1 Big O Notation Completion

1.1 Empirical Evidence

You will routinely execute your programs and then graph its progress:

These two curves reflect the two different single-source shortest path algorithms presented yesterday. Observe that they have different growth behaviors, but can this be used to empirically confirm the theoretical results as shown yesterday?

The performance of the algorithm (on average) appears to be hitting the mark very close to expected. But what happens in the worst case? Indeed, what is the worst case for each of these algorithms?

We want to be able to identify three cases for each algorithm:

best case – the situation in which the algorithm performs the least amount of work.
worst case – the (often pathological) case in which the algorithm must perform the most amount of work.
average case – using statistics and randomness, try to come up with an average problem size to use for expected performance.

For the duration of this lecture, we will be solely interested in worst case performance.

1.2 Loop performance analysis

Regular loops are easy to handle, but we need to take special care with nested loops (including for/while) as well as the latest loops seen with graph structures.

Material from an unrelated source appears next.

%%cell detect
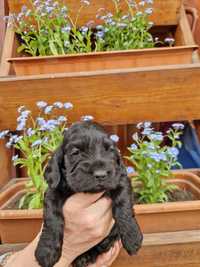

1.2.1 Nested Loops With Integer indices

We have seen several types:

for (int i = 0; i < N; i++) { for (int j = 0; j < N; j++) { statement } }

The above statement will execute N2 times, and this naturally extends to higher orders:

for (int i = 0; i < N; i++) { for (int j = 0; j < N; j++) { for (int k = 0; k < N; k++) { statement } } }

Here the statement executes N3 times. What if the indices are more dynamic?

for (int i = 0; i < N; i++) { for (int j = i+1; j < N; j++) { statement } }

We have seen this format also. When i is 0, statement executes N-1 times, when i is 1, statement executes N-2 times, and so on. It turns out you need to compute the sum of the numbers from 1 to N-1 to determine the proper number of executions of statement. These are the triangular numbers, that is, the Nth triangle number is N*(N+1)/2. In this case we are looking for the N-1th triangle number (starting from N=1) which means the proper computation is N*(N-1)/2 times.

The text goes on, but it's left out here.